All workers safe after rescue from mine in Canada

SUDBURY, Ontario (AP) — The last four miners trapped deep below the surface in the Totten Mine climbed to safety early Wednesday, the company that owns the mine near Sudbury, Ontario, said.

Vale said the 39 workers trapped by an accident on Sunday climbed a series of ladders with the aid of rescue crews.

Around 3:30 a.m. Tuesday, with the help of the rescue workers, miner Kavin Joanette began the long climb up to the surface. He’d climb up in 30-metre bursts, then rest.

“You’d take a break, collect your thoughts, get another burst and go up again,” Joanette said. “It was wet, it was dark, but it was necessary. It was a mind-over-matter game, you’re just climbing up, if you’re stopping, you’re stagnant.”

The entire climb up took about three hours, he said, to reach a point 200 meters below ground, where they could ride an elevator to the surface.

“It was an ordeal,” he said.

The last miner reached the surface shortly before 5 a.m. and was taken away in an ambulance as a precautionary measure, said company spokesman Jeff Lewis.

He “walked onto the ambulance and was giving fist bumps to the mine rescue team,” Lewis said.

“It was a emotional ending to a very stressful exercise,” said Gord Gilpin, head of mining for Vale’s Ontario operations. “There were a lot of smiles, a few laughs and fist bumping and congratulations going on.”

The workers became trapped on Sunday when a scoop bucket being sent underground detached and blocked the mine shaft while some were as deep as 1,200 meters (nearly 4,000 feet) below the surface, the company said.

Joanette rushed home after an arduous three-hour climb to hug his young kids before they went to school.

He was running on adrenalin after the rescue operation, worried he’d miss his five-year-old girl Leighton and four-year-old boy Gordie, whom he hadn’t seen in two days. But he managed to make it just before they got on the bus, wrapping his kids and wife in a tight embrace.

“They didn’t quite know what went on, but they knew that dad was gone for two days and he should have been home – they knew something was up,” Joanette said.

Joanette said his Sunday shift began like any other. He got to the mine around 6:30 a.m., with his lunch bag in tow, and headed 1,200 metres below the surface.

“Around 11:30 a.m., we got wind we needed to get to a refuge station,” said the 41-year-old. “We weren’t too sure what happened, but knew something was up.”

Joanette said he took a series of ramps up about 300 meters to a refuge station, “which is like a lunchroom,” where 10 others joined him. They were told to wait for instructions.

Their room had “pretty decent Wi-Fi,” he said, so the group watched videos on their phones to pass the time. The room didn’t have extra food but the workers had their lunches, Joanette said.

“We kind of pigged out at first,” he said, laughing. “We didn’t anticipate being there as long as we were.”

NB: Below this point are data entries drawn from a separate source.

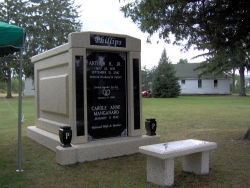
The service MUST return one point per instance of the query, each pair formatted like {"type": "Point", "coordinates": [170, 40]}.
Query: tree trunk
{"type": "Point", "coordinates": [9, 95]}
{"type": "Point", "coordinates": [247, 134]}
{"type": "Point", "coordinates": [242, 81]}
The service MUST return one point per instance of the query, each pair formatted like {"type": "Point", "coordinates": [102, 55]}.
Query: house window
{"type": "Point", "coordinates": [199, 83]}
{"type": "Point", "coordinates": [215, 83]}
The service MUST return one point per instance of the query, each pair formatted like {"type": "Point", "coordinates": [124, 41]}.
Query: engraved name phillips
{"type": "Point", "coordinates": [110, 41]}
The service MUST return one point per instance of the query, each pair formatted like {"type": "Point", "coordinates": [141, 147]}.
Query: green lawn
{"type": "Point", "coordinates": [220, 119]}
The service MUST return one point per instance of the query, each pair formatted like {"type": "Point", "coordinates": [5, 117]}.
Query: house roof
{"type": "Point", "coordinates": [187, 71]}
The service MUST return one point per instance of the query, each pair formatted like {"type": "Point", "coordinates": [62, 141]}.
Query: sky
{"type": "Point", "coordinates": [105, 16]}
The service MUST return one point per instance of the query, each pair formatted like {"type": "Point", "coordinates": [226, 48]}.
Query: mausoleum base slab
{"type": "Point", "coordinates": [93, 150]}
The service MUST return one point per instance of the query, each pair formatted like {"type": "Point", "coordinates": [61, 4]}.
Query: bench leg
{"type": "Point", "coordinates": [159, 171]}
{"type": "Point", "coordinates": [197, 163]}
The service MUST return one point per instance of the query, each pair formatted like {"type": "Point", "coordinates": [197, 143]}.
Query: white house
{"type": "Point", "coordinates": [208, 84]}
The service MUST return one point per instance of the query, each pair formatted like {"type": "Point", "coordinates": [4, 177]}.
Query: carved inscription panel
{"type": "Point", "coordinates": [106, 94]}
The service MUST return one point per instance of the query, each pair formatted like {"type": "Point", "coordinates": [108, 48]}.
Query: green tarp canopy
{"type": "Point", "coordinates": [11, 39]}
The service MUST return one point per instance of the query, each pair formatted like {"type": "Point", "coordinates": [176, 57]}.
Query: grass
{"type": "Point", "coordinates": [221, 119]}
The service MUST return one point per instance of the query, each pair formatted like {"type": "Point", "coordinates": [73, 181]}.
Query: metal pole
{"type": "Point", "coordinates": [20, 113]}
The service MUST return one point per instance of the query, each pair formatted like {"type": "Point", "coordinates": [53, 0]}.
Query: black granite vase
{"type": "Point", "coordinates": [65, 135]}
{"type": "Point", "coordinates": [150, 125]}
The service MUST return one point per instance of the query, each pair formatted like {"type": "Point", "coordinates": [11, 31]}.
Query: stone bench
{"type": "Point", "coordinates": [160, 159]}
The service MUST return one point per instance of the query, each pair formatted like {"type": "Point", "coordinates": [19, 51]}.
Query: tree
{"type": "Point", "coordinates": [183, 61]}
{"type": "Point", "coordinates": [165, 83]}
{"type": "Point", "coordinates": [217, 25]}
{"type": "Point", "coordinates": [47, 24]}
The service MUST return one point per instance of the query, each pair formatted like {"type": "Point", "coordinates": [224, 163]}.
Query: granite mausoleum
{"type": "Point", "coordinates": [92, 84]}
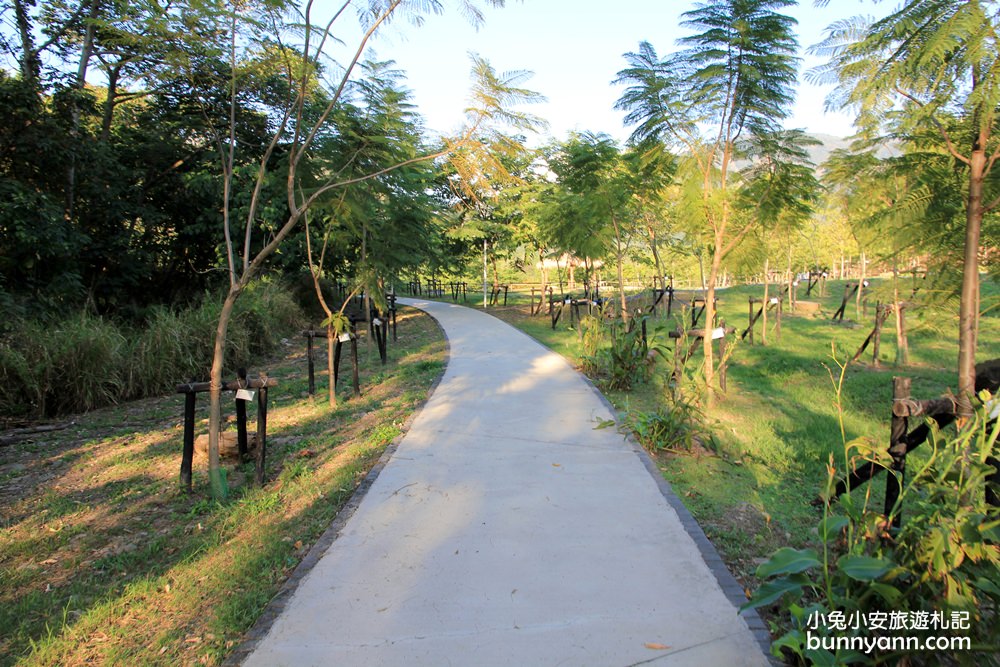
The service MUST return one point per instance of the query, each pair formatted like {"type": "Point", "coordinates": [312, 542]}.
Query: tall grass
{"type": "Point", "coordinates": [86, 361]}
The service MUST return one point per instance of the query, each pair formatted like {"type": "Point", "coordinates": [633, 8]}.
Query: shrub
{"type": "Point", "coordinates": [86, 362]}
{"type": "Point", "coordinates": [677, 426]}
{"type": "Point", "coordinates": [942, 560]}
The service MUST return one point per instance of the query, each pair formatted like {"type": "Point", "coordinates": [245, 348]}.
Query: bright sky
{"type": "Point", "coordinates": [575, 49]}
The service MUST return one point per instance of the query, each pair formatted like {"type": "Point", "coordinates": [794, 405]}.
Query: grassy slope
{"type": "Point", "coordinates": [779, 422]}
{"type": "Point", "coordinates": [104, 560]}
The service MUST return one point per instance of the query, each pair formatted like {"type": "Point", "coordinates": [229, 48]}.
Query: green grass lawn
{"type": "Point", "coordinates": [779, 422]}
{"type": "Point", "coordinates": [104, 559]}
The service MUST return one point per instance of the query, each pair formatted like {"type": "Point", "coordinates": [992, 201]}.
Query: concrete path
{"type": "Point", "coordinates": [506, 530]}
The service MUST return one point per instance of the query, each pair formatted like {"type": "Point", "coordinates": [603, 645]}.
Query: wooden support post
{"type": "Point", "coordinates": [261, 431]}
{"type": "Point", "coordinates": [354, 366]}
{"type": "Point", "coordinates": [777, 321]}
{"type": "Point", "coordinates": [187, 454]}
{"type": "Point", "coordinates": [241, 415]}
{"type": "Point", "coordinates": [379, 326]}
{"type": "Point", "coordinates": [880, 315]}
{"type": "Point", "coordinates": [336, 363]}
{"type": "Point", "coordinates": [992, 481]}
{"type": "Point", "coordinates": [897, 450]}
{"type": "Point", "coordinates": [722, 356]}
{"type": "Point", "coordinates": [311, 363]}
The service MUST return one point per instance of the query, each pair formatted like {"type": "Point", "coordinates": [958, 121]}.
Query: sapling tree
{"type": "Point", "coordinates": [297, 127]}
{"type": "Point", "coordinates": [734, 79]}
{"type": "Point", "coordinates": [931, 63]}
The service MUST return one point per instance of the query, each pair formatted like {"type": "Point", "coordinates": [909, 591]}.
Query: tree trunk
{"type": "Point", "coordinates": [861, 288]}
{"type": "Point", "coordinates": [545, 278]}
{"type": "Point", "coordinates": [660, 277]}
{"type": "Point", "coordinates": [29, 62]}
{"type": "Point", "coordinates": [902, 346]}
{"type": "Point", "coordinates": [620, 261]}
{"type": "Point", "coordinates": [707, 341]}
{"type": "Point", "coordinates": [763, 314]}
{"type": "Point", "coordinates": [110, 102]}
{"type": "Point", "coordinates": [216, 483]}
{"type": "Point", "coordinates": [331, 344]}
{"type": "Point", "coordinates": [968, 314]}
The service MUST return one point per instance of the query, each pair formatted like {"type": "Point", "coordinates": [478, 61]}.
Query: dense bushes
{"type": "Point", "coordinates": [86, 362]}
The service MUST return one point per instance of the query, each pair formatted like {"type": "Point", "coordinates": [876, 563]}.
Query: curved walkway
{"type": "Point", "coordinates": [506, 530]}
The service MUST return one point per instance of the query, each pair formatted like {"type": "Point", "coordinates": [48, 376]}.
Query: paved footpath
{"type": "Point", "coordinates": [506, 530]}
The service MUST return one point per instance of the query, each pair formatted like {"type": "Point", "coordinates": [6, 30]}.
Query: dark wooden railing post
{"type": "Point", "coordinates": [312, 363]}
{"type": "Point", "coordinates": [241, 414]}
{"type": "Point", "coordinates": [897, 450]}
{"type": "Point", "coordinates": [261, 430]}
{"type": "Point", "coordinates": [187, 453]}
{"type": "Point", "coordinates": [354, 364]}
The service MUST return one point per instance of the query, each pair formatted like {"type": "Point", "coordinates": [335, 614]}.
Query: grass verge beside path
{"type": "Point", "coordinates": [779, 422]}
{"type": "Point", "coordinates": [104, 560]}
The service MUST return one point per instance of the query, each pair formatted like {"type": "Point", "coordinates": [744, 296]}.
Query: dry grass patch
{"type": "Point", "coordinates": [103, 559]}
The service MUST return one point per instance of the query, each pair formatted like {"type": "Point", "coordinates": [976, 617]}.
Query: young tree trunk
{"type": "Point", "coordinates": [763, 314]}
{"type": "Point", "coordinates": [620, 262]}
{"type": "Point", "coordinates": [861, 288]}
{"type": "Point", "coordinates": [707, 341]}
{"type": "Point", "coordinates": [660, 276]}
{"type": "Point", "coordinates": [968, 314]}
{"type": "Point", "coordinates": [216, 482]}
{"type": "Point", "coordinates": [544, 276]}
{"type": "Point", "coordinates": [902, 346]}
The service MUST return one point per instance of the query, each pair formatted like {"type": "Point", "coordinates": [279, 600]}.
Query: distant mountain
{"type": "Point", "coordinates": [830, 143]}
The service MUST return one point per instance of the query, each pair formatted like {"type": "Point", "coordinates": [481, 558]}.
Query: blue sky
{"type": "Point", "coordinates": [575, 48]}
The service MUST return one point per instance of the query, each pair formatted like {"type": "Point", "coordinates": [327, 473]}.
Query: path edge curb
{"type": "Point", "coordinates": [276, 605]}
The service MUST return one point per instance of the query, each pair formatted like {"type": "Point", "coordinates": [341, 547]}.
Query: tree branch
{"type": "Point", "coordinates": [944, 133]}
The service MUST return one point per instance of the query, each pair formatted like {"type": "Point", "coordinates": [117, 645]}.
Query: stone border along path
{"type": "Point", "coordinates": [506, 530]}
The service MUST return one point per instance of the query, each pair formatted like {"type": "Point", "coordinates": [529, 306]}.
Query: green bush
{"type": "Point", "coordinates": [86, 362]}
{"type": "Point", "coordinates": [943, 560]}
{"type": "Point", "coordinates": [678, 425]}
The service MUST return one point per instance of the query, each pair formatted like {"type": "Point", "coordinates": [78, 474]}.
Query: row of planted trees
{"type": "Point", "coordinates": [220, 134]}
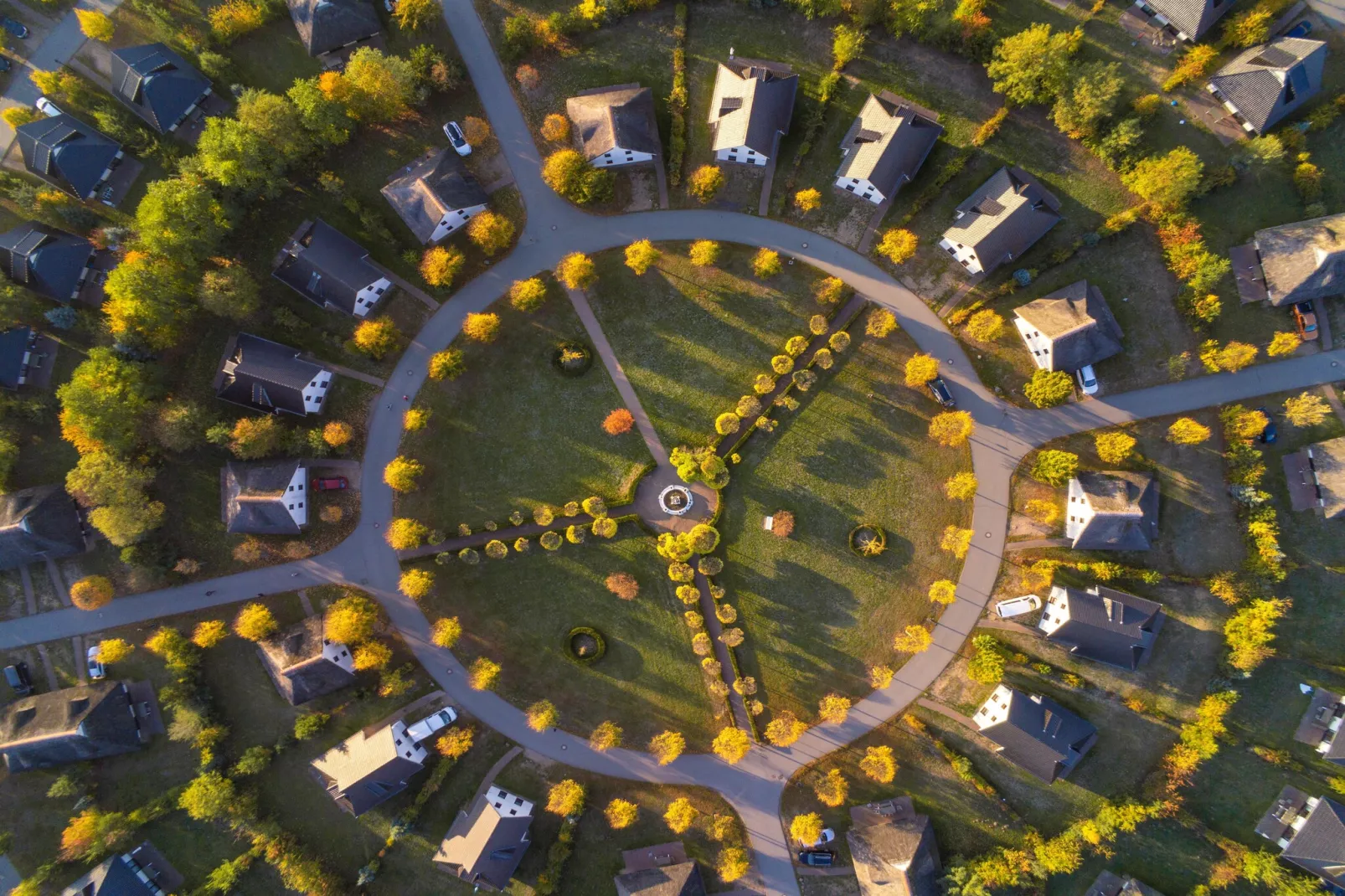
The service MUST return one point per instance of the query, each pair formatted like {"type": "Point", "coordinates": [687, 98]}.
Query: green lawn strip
{"type": "Point", "coordinates": [513, 432]}
{"type": "Point", "coordinates": [647, 682]}
{"type": "Point", "coordinates": [816, 614]}
{"type": "Point", "coordinates": [693, 339]}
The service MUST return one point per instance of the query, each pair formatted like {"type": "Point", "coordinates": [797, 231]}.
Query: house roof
{"type": "Point", "coordinates": [39, 523]}
{"type": "Point", "coordinates": [46, 260]}
{"type": "Point", "coordinates": [683, 878]}
{"type": "Point", "coordinates": [1270, 81]}
{"type": "Point", "coordinates": [326, 266]}
{"type": "Point", "coordinates": [484, 844]}
{"type": "Point", "coordinates": [1107, 626]}
{"type": "Point", "coordinates": [66, 152]}
{"type": "Point", "coordinates": [752, 102]}
{"type": "Point", "coordinates": [253, 497]}
{"type": "Point", "coordinates": [1125, 510]}
{"type": "Point", "coordinates": [265, 376]}
{"type": "Point", "coordinates": [330, 24]}
{"type": "Point", "coordinates": [1040, 736]}
{"type": "Point", "coordinates": [430, 188]}
{"type": "Point", "coordinates": [1079, 324]}
{"type": "Point", "coordinates": [1304, 260]}
{"type": "Point", "coordinates": [1007, 214]}
{"type": "Point", "coordinates": [615, 117]}
{"type": "Point", "coordinates": [888, 142]}
{"type": "Point", "coordinates": [157, 82]}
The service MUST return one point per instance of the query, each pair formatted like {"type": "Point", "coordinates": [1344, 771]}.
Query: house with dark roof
{"type": "Point", "coordinates": [304, 663]}
{"type": "Point", "coordinates": [750, 109]}
{"type": "Point", "coordinates": [1001, 221]}
{"type": "Point", "coordinates": [264, 498]}
{"type": "Point", "coordinates": [265, 376]}
{"type": "Point", "coordinates": [1185, 19]}
{"type": "Point", "coordinates": [157, 85]}
{"type": "Point", "coordinates": [1112, 510]}
{"type": "Point", "coordinates": [51, 263]}
{"type": "Point", "coordinates": [885, 147]}
{"type": "Point", "coordinates": [1068, 328]}
{"type": "Point", "coordinates": [39, 523]}
{"type": "Point", "coordinates": [1311, 833]}
{"type": "Point", "coordinates": [435, 195]}
{"type": "Point", "coordinates": [1265, 84]}
{"type": "Point", "coordinates": [142, 872]}
{"type": "Point", "coordinates": [69, 155]}
{"type": "Point", "coordinates": [71, 725]}
{"type": "Point", "coordinates": [1102, 625]}
{"type": "Point", "coordinates": [330, 270]}
{"type": "Point", "coordinates": [334, 26]}
{"type": "Point", "coordinates": [894, 849]}
{"type": "Point", "coordinates": [1034, 732]}
{"type": "Point", "coordinates": [615, 126]}
{"type": "Point", "coordinates": [370, 765]}
{"type": "Point", "coordinates": [484, 845]}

By early Monday morning, some rescue workers made their way down with sandwiches and chocolate bars, he said.

“None of us were starving to death, but we were starting to get hungry,” he said.

The rescue team needed time to set up a system of ropes along a series of ladders the workers would have to climb, Joanette said.

In the meantime, the miners were able to call their families, which helped keep everyone calm, he said.

When he eventually emerged, there was a burst of sunshine, a team of doctors and nurses, the scramble to get home to see his family and finally, a hot shower.

The province’s Ministry of Labor, Training and Skills Development said an inspection team will investigate the incident. Bartolomeo, who was on site, said Vale also will investigate “so that the company can learn from it and take steps to ensure it never happens again.”

The Totten Mine opened in 2014 and produces copper, nickel and precious metals. It employs about 200 people.